第2話 ~平穏を勝ち取るということ~
2021/1/23 読み直し(一回目)編集しました。
2021/3/17 誤字脱字、ルビ振り追加、文章追加、台詞の言い回し変更など、編集しました。
どこかの山。
人が立ち入ってこない場所に俺は小さな寝床と自給自足の畑、小銭稼ぎの大きめな畑を有していた。誰の山かは分からない。
そもそも持ち主なんて概念があるかすら怪しいものだ。
だとしたら、どこを住居にしようが勝手なわけで、見つからない限りは自由にできる。
そもそも、森の中に住んでいる人間は基本的にはいない。
なぜかといえば、山もしくは森には野獣に猛獣、魔獣に魔物を基本とした危険生物がいるのは常であり、冒険者稼業を生業としていない限り一般の人間は近づかないのが鉄則とされている。
その冒険者にしても、なにかしらの依頼を受けない限りは近づくことはない。
そして、その依頼は基本的に出されることはない。
依頼が発生するのは山の中腹辺りまでであり、そもそも人が立ち入らない場所には依頼など出す理由がないのだ。

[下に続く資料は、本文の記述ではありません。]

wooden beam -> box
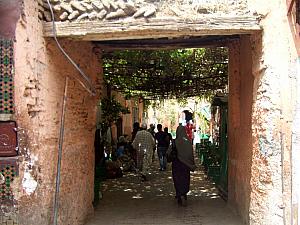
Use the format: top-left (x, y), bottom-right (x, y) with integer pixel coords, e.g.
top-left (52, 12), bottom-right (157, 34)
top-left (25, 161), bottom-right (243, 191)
top-left (95, 35), bottom-right (239, 50)
top-left (43, 16), bottom-right (261, 41)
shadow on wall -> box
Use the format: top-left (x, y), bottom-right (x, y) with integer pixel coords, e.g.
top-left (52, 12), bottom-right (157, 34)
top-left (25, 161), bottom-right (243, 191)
top-left (0, 0), bottom-right (21, 39)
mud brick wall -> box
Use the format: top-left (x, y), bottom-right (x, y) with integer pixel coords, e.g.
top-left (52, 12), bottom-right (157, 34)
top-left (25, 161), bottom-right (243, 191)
top-left (247, 0), bottom-right (297, 224)
top-left (228, 2), bottom-right (298, 221)
top-left (12, 0), bottom-right (102, 224)
top-left (228, 36), bottom-right (254, 224)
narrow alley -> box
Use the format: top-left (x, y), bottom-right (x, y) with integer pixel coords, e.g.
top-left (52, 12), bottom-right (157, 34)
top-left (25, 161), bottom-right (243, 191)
top-left (86, 158), bottom-right (243, 225)
top-left (2, 1), bottom-right (300, 225)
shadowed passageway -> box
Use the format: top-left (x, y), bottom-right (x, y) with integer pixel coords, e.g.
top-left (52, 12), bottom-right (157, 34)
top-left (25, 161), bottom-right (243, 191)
top-left (86, 159), bottom-right (243, 225)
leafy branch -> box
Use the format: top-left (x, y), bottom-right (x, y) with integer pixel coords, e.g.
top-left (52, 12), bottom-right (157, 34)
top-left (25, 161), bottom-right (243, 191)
top-left (102, 48), bottom-right (228, 99)
top-left (100, 96), bottom-right (130, 129)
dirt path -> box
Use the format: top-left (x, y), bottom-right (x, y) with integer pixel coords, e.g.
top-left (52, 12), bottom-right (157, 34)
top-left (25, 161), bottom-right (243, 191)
top-left (86, 160), bottom-right (243, 225)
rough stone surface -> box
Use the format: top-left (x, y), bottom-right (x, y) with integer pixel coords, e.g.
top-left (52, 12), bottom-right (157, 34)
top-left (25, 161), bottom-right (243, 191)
top-left (91, 1), bottom-right (103, 11)
top-left (246, 0), bottom-right (298, 224)
top-left (227, 1), bottom-right (298, 223)
top-left (106, 9), bottom-right (127, 20)
top-left (12, 0), bottom-right (102, 225)
top-left (88, 12), bottom-right (97, 20)
top-left (59, 11), bottom-right (68, 21)
top-left (70, 1), bottom-right (86, 12)
top-left (68, 10), bottom-right (80, 20)
top-left (60, 2), bottom-right (73, 14)
top-left (5, 0), bottom-right (299, 225)
top-left (38, 0), bottom-right (250, 22)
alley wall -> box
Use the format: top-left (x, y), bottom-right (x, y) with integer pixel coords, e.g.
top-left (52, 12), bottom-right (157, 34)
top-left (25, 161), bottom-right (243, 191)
top-left (12, 0), bottom-right (102, 224)
top-left (228, 0), bottom-right (299, 223)
top-left (228, 35), bottom-right (254, 224)
top-left (6, 0), bottom-right (299, 224)
top-left (247, 0), bottom-right (297, 224)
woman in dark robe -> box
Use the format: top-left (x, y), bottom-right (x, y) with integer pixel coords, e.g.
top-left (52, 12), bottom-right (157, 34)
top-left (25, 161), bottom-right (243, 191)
top-left (172, 124), bottom-right (196, 206)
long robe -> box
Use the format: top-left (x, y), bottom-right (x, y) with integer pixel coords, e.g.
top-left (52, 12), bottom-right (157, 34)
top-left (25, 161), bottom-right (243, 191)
top-left (172, 125), bottom-right (196, 197)
top-left (132, 130), bottom-right (155, 175)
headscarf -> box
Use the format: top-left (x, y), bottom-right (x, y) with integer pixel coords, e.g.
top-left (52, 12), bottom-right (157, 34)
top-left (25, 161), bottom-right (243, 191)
top-left (175, 124), bottom-right (196, 171)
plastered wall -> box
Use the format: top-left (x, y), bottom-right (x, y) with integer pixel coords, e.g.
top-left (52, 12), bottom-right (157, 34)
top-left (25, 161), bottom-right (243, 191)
top-left (8, 0), bottom-right (300, 224)
top-left (228, 0), bottom-right (299, 223)
top-left (13, 0), bottom-right (102, 224)
top-left (244, 0), bottom-right (297, 224)
top-left (228, 35), bottom-right (254, 223)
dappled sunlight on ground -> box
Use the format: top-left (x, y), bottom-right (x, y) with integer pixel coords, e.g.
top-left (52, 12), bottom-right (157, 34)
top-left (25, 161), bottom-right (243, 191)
top-left (102, 158), bottom-right (220, 200)
top-left (86, 156), bottom-right (242, 225)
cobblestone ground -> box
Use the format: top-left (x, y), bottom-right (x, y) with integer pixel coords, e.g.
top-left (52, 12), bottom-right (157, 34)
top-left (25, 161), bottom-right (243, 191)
top-left (86, 159), bottom-right (243, 225)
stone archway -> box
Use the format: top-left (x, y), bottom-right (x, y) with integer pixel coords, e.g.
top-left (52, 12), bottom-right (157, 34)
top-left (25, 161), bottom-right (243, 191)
top-left (10, 0), bottom-right (299, 225)
top-left (14, 1), bottom-right (261, 224)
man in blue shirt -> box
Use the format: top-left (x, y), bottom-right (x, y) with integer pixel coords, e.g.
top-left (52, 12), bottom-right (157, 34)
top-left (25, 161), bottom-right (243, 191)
top-left (155, 124), bottom-right (169, 171)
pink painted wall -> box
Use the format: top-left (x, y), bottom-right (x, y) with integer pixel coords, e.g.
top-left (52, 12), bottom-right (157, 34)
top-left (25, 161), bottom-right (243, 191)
top-left (228, 2), bottom-right (299, 224)
top-left (228, 36), bottom-right (254, 223)
top-left (247, 0), bottom-right (298, 224)
top-left (8, 0), bottom-right (299, 224)
top-left (110, 92), bottom-right (144, 142)
top-left (13, 0), bottom-right (101, 224)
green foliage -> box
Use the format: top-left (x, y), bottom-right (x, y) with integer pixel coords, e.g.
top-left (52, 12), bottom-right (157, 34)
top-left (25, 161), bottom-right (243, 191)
top-left (102, 48), bottom-right (228, 99)
top-left (197, 111), bottom-right (210, 134)
top-left (100, 95), bottom-right (130, 128)
top-left (143, 99), bottom-right (151, 110)
top-left (177, 98), bottom-right (188, 107)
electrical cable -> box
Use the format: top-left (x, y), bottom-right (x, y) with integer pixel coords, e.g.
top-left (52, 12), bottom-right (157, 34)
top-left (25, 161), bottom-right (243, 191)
top-left (46, 0), bottom-right (96, 96)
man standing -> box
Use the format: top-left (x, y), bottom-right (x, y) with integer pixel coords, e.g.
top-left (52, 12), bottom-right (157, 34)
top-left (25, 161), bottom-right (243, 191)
top-left (155, 124), bottom-right (169, 171)
top-left (164, 127), bottom-right (173, 145)
top-left (132, 123), bottom-right (155, 181)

さらには、俺に齎される被害は、自作の罠によって避けられている。
そうして、俺は平穏な日常を手に入れた。
ここまで安定した日常に俺は手心を加える気がない。
それこそ最低限生きていけるだけでいいのだ。
それに俺はもうくたびれた。
もうそれは本当に疲れたんだ。
仕事にも人間関係にも、人は死ぬまで悩み続ける。
それがいい加減、嫌になった。
だから、俺がここにいるのはそんな神様が呆れて放り捨てたんだ。
「だからっ、異世界の環境最高ですっ!」
木陰に背を預けながら足を延ばし、そよ風に吹かれながらまだ読めないけど読書をする。
誰に文句を言われるまでもなく、自由気ままこのまま眠くなれば昼寝に移行し、また気まぐれに畑を耕し、飯を食う。
そんな日々を続けています。
ありがとう異世界。
ありがとう神様。
ありがとう怠惰。
ドガァアアアアアアアアアアアアアンッッッ!!
「はぁ……」
そうは言っても全く苦労がないというわけではない。
それどころか、今の環境を整えるのに大変苦労をした。
山の中に都合のいい小屋があったわけではないし、畑は耕し肥料を撒いた。
当たり前だが、畑に水もやる。
ドォオオオオオオオオオオオオオオオオオオオンッッッ!!
それを一年という月日で、さらには十歳の体でやり遂げたのは、やはり俗にいうチート能力のおかげなんだろう。
いや、だって、冷静に考えてごらんよ。
いくらなんでも山に一年籠ったからってここまでの生活環境十歳じゃなくたって無理よ。
じゃあ、どんなことができるのって?
いやそれは知らないよね。
いやいや最低限は確かめたよ。
手から火が出せないかとかさ。
でもほら、俺普通に生きられればよかったから、戦闘系の能力いらなかったんだよね。
バガァアアアアアアアアアアアアアアアアアアアアアンッッ!!
だから、現状把握しているというか、よく使う能力は三つ。
一つ、種の急速成長&強化。
二つ、身体能力向上。
三つ、回復。
まぁ、言いたいことは分かるよ。
でもさ、よくいう異世界物の主人公って、チートにしろそうじゃないにしろ、それを使うアイディアを思いつく存在であって。
そもそも思いつかなかったらしょうがない。
例えば、畑に水をやる。
じゃあ、その水はどこから運ぶ? ってなった時、真っ先に俺は、バケツを作って川から水を運ぶって思いつくんだ。
んで、川までダッシュする脚力と体力、道中でかすり傷を負ったら、回復するって思いつくんだ。
でも、きっと物語の主人公は、魔法で水を出すってのを思いつく。
さらに上級者になれば水道を作ってしまう。
結局のところ、宝の持ち腐れだって自分でも思う。
言い訳をするようだけど、その場で思いつく限りに能力は使っているつもりだ。
ドガバガァアアアアアアアアアアアアアアアアアアアアアンッッッ!!
そして、さっきから聞こえる破壊音。
俺の住居から近いところで誰かが暴れているようだった。
「確認しておかないと」
俺の住居が気付かれても困るし、なんだかんだいって、自宅警備兵も日課の一つだった。